I'm using theses inside larger queries as joined computations and I'm wondering if the query plan optimizer work well with them in every condition or if I'm better to unnest such computation in my larger queries.
- Does query plan optimizer unnest table-valued functions if it make sense?
- If it doesn't, what do you recommend to avoid code duplication that would occur by manually unnesting them?
- If it does, how do you identify that from the execution plan?
code sample:
create table dbo.customers (
[key] uniqueidentifier
, constraint pk_dbo_customers
primary key ([key])
)
go
/* assume large amount of data */
create table dbo.point_of_sales (
[key] uniqueidentifier
, customer_key uniqueidentifier
, constraint pk_dbo_point_of_sales
primary key ([key])
)
go
create table dbo.product_ranges (
[key] uniqueidentifier
, constraint pk_dbo_product_ranges
primary key ([key])
)
go
create table dbo.products (
[key] uniqueidentifier
, product_range_key uniqueidentifier
, release_date datetime
, constraint pk_dbo_products
primary key ([key])
, constraint fk_dbo_products_product_range_key
foreign key (product_range_key)
references dbo.product_ranges ([key])
)
go
.
/* assume large amount of data */
create table dbo.sales_history (
[key] uniqueidentifier
, product_key uniqueidentifier
, point_of_sale_key uniqueidentifier
, accounting_date datetime
, amount money
, quantity int
, constraint pk_dbo_sales_history
primary key ([key])
, constraint fk_dbo_sales_history_product_key
foreign key (product_key)
references dbo.products ([key])
, constraint fk_dbo_sales_history_point_of_sale_key
foreign key (point_of_sale_key)
references dbo.point_of_sales ([key])
)
go
create function dbo.f_sales_history_..snip.._date_range
(
@accountingdatelowerbound datetime,
@accountingdateupperbound datetime
)
returns table as
return (
select
pos.customer_key
, sh.product_key
, sum(sh.amount) amount
, sum(sh.quantity) quantity
from
dbo.point_of_sales pos
inner join dbo.sales_history sh
on sh.point_of_sale_key = pos.[key]
where
sh.accounting_date between
@accountingdatelowerbound and
@accountingdateupperbound
group by
pos.customer_key
, sh.product_key
)
go
-- TODO: insert some data
-- this is a table containing a selection of product ranges
declare @selectedproductranges table([key] uniqueidentifier)

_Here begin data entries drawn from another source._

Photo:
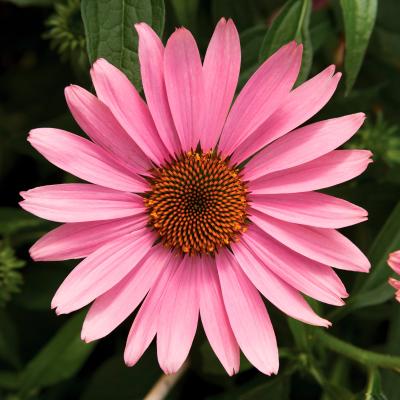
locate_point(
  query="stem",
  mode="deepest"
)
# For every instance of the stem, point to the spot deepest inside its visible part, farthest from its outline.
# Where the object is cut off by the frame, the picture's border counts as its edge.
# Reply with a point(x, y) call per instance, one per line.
point(366, 357)
point(165, 384)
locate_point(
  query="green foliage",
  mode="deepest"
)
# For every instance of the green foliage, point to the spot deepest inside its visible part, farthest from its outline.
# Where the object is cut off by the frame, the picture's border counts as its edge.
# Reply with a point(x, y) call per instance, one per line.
point(292, 23)
point(359, 19)
point(110, 34)
point(60, 359)
point(10, 276)
point(382, 137)
point(66, 32)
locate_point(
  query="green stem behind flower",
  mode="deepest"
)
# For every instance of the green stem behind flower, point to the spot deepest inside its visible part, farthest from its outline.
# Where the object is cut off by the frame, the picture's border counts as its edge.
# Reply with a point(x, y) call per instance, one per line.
point(365, 357)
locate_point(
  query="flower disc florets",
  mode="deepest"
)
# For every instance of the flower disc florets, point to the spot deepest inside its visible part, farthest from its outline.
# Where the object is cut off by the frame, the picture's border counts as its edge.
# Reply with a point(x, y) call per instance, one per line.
point(197, 203)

-- this is a table containing a selection of customers
declare @selectedcustomers table([key] uniqueidentifier)
declare @low datetime
, @up datetime
-- TODO: set top query parameters
.
select
saleshistory.customer_key
, saleshistory.product_key
, saleshistory.amount
, saleshistory.quantity
from
dbo.products p
inner join @selectedproductranges productrangeselection
on p.product_range_key = productrangeselection.[key]
inner join @selectedcustomers customerselection on 1 = 1
inner join
dbo.f_sales_history_..snip.._date_range(@low, @up) saleshistory
on saleshistory.product_key = p.[key]
and saleshistory.customer_key = customerselection.[key]

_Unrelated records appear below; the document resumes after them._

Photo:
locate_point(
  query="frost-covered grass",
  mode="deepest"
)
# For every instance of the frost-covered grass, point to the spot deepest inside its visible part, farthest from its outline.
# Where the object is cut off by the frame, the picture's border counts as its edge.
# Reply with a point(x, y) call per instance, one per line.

I hope the sample makes sense.
Much thanks for your help!
In this case, it's an "inline table valued function" The optimiser simply expands (unnests) it if it's useful (or view).
If the function is treated as "black box" by the outer query, the quickest way is to compare IO shown in SSMS vs IO in profiler. Profler captures "black box" IO that SSMS does not.

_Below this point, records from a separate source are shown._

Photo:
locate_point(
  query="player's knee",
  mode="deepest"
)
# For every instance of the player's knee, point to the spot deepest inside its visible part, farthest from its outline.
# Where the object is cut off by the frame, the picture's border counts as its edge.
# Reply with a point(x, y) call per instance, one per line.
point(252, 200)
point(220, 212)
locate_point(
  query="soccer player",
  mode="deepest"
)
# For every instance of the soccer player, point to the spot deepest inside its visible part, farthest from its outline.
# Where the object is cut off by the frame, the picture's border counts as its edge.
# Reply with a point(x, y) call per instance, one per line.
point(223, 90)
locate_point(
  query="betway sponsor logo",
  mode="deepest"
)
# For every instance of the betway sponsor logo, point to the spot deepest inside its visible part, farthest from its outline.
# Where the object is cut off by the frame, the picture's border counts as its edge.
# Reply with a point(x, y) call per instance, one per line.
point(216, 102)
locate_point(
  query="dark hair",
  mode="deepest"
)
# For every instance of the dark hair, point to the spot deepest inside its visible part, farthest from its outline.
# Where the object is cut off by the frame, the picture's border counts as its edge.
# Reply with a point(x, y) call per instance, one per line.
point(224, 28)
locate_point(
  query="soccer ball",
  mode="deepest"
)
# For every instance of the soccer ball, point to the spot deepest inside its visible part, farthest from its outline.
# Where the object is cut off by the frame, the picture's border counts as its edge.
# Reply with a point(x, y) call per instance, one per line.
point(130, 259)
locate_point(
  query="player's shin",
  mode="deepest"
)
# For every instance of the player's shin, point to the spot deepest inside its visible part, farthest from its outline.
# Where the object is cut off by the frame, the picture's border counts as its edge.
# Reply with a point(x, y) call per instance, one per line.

Blog post by Adam Mechanic (his book is in my drawer at work)
1) Yes, using your syntax, it does. If you happened to use a UDF that returned a table which had conditional logic in it, it would not, though.
3) The optimizer won't point out what part of your query it's optimizing, because it may see fit to combine chunks of the plan with your function, or to optimize bits away.